Table 5. Bioactive compounds identified from GC–MS chromatogram of B. subtilis (BS8)
Table 6. Bioactive compounds identified from GC–MS chromatogram of B. subtilis (BS14)
The results showed a clear negative chemotactic effect of the purified secondary metabolites extracts of (BS8) and (BS14) against target bacteria. Transparent halos free of target bacterial growth were formed around the wells containing the secondary metabolites of the isolates. K. kristinae which was the most susceptible species against the purified extracts with 23 and 24 mm for (BS8) and (BS14) extracts respectively, while P. aeruginosa was the least susceptible with 19 and 18 mm for (BS8) and (BS14) extracts respectively (Table 7), (Fig. 2 F and G). Growth inhibition diameters results showed a significant increase in both extracts inhibitory effect after IEC purification and subsequently after GFC purification (Table 7), which indicates the increased efficiency of bacterial extracts using these purification methods. The reaction of targeted bacteria was previously identified as spatial redistribution where the bacteria tends to grow heavily in the places were secondary metabolites were not present [46].

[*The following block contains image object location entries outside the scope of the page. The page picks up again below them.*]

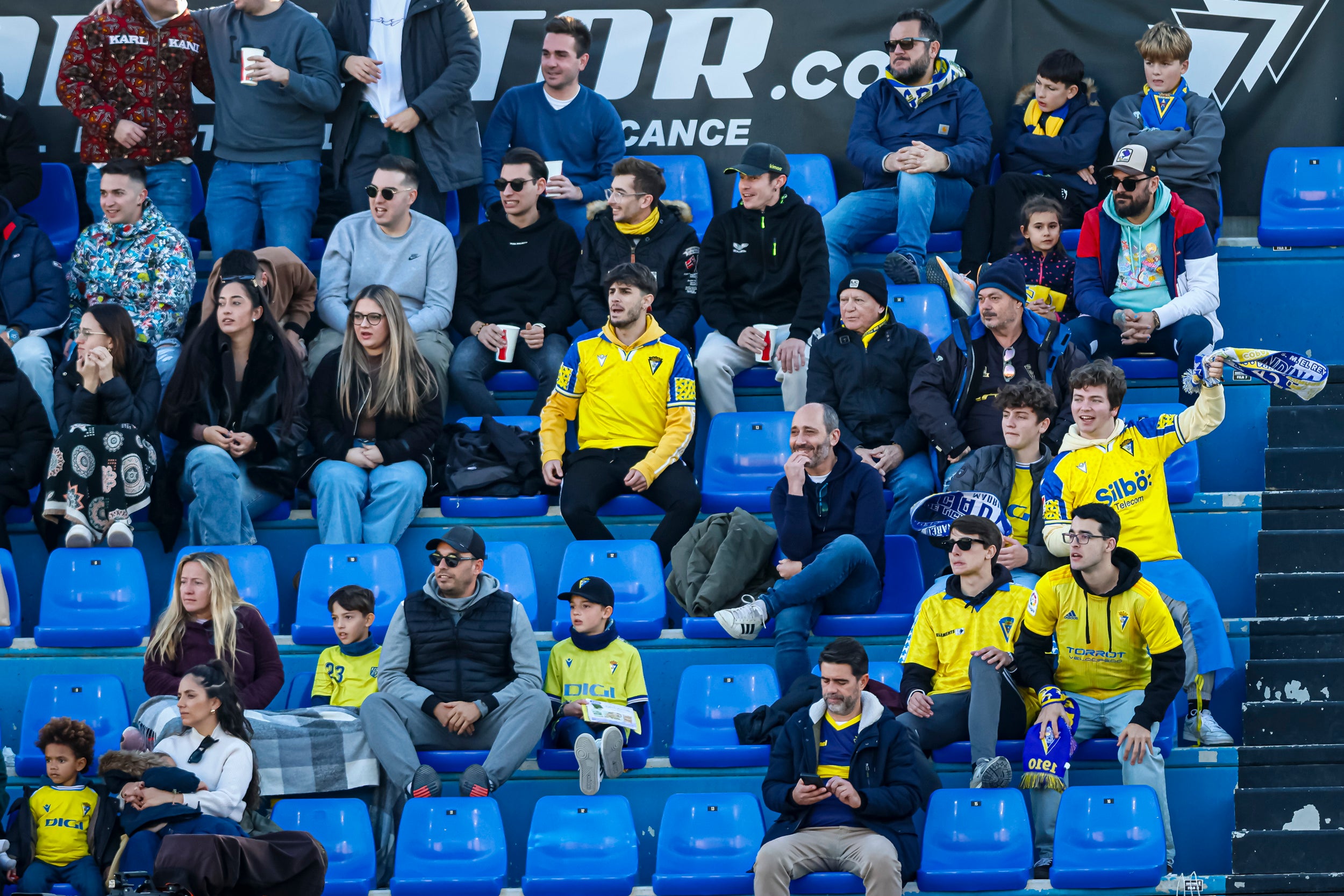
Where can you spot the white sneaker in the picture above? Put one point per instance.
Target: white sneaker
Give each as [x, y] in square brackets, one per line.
[744, 622]
[590, 763]
[1205, 730]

Table 7. Growth inhibition diameter induced by bacterial secondary metabolites crude extracts (without purification) and after Ion Exchange Chromatography (IEC) and Gel Filtration Chromatography (GFC) purification steps
The Iraqi marine environment represents a promising source of bacterial isolates producing various biologically active substances. The rapid growth of bacteria, the ease of growth requirements, and low production costs of bacterial secondary metabolites, might render them as an economic substitute for antibiotics to face the many environmental problems caused by bio-film forming bacteria. Furthermore, a significant increase in bacterial extracts inhibitory by the implementation of simple purification methods such as IEC and GFC.
Conflict of interest statement
The authors declared no conflict of interest.
Funding statement
The authors declared that no funding was received in relation to this manuscript.
Data availability statement
The authors declared that all related data are included in the article and its supplementary material.